Five Worst Mistakes Entrepreneurs Make When Pitching Angel Investors - mvs
http://www.entrepreneur.com/article/220141

======
mvkel
This post sounds great on paper, but in my experience, the investors
themselves ask about all the items you forbid talking about. Maybe that's the
mark of a crappy investor, but I think an entrepreneur should be prepared to
answer the question, or NOT answer the question where appropriate.

2) I've had investors ask for very obscure numbers and forecasts related to
user base, revenue, etc. thirty minutes into a meeting.

3) I've been scolded by a VC for not putting, literally, a graph with tiny
letters of revenue forecasts. Absolutely silly and impractical, but they
wanted it.

4) A business plan is there for a reason -- to outline the strategy of your
business. It's often sent to an investor before you even meet them. If you're
going to do other stuff right from the gun, why isn't it in the business plan?
An investor's confidence would be lowered if half of your presentation
contradicts what's mentioned in the plan.

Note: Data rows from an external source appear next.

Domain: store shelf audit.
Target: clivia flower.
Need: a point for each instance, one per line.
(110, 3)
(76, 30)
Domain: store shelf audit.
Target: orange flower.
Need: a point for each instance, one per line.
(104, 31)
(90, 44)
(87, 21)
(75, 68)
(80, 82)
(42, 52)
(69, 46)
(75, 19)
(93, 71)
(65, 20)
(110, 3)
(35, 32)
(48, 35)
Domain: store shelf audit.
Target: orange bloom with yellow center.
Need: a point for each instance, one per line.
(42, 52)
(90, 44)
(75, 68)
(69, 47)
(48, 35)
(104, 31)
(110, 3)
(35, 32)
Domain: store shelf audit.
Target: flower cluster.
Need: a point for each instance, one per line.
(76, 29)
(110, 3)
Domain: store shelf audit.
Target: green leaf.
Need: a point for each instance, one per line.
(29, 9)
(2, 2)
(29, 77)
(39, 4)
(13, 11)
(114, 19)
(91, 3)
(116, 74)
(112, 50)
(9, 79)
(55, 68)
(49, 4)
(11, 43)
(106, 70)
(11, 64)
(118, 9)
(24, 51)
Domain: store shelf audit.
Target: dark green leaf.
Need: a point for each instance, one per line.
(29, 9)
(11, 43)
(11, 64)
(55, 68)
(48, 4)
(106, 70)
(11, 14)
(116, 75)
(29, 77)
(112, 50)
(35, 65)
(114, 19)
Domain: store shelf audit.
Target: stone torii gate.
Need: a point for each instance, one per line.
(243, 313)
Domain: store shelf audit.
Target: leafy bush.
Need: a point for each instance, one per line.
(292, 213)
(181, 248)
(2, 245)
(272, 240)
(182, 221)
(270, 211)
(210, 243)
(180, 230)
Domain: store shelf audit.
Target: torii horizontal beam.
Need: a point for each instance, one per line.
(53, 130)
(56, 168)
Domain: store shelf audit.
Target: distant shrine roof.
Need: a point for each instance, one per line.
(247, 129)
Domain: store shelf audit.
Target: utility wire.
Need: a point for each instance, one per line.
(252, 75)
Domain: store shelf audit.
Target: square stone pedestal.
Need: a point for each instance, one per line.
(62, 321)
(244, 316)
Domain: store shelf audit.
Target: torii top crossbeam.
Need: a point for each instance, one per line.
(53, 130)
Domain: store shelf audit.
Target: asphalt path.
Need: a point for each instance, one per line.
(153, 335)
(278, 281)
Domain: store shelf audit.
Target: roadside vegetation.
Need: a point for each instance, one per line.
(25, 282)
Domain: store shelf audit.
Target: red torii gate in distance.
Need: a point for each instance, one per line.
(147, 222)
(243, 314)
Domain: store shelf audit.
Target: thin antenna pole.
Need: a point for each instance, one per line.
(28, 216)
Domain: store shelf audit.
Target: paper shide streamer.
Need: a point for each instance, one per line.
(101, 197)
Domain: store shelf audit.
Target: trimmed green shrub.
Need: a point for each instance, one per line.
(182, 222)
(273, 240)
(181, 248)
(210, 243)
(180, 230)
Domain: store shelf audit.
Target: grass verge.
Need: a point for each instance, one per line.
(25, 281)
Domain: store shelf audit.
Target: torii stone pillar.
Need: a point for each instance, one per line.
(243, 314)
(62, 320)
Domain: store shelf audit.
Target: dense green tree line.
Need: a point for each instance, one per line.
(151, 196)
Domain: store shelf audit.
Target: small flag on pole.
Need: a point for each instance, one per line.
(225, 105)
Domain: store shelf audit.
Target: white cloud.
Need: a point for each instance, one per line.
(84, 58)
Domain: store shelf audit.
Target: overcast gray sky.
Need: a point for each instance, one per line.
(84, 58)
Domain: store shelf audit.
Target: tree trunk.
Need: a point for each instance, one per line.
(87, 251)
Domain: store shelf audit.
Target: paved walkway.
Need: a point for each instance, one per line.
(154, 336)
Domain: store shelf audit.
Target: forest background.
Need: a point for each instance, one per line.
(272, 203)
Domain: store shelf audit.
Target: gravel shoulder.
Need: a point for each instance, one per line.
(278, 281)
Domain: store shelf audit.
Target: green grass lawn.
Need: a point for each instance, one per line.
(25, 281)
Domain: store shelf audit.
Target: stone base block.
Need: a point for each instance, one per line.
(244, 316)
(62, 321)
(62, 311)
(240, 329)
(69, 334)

5) Without fail, all the investors I met with asked "how much do you want to
raise?" with a quick follow-up "how much do you think your company is worth?"
Now, I don't think you should EVER answer the second question, but I just
wanted to mention that the question WILL come up, and you need to be able to
block/bridge appropriately. Just saying "I will not answer that" won't
suffice.

I think, ultimately, you need to balance what makes sense to present and what
the VC/angel actually wants to see, no matter how impractical.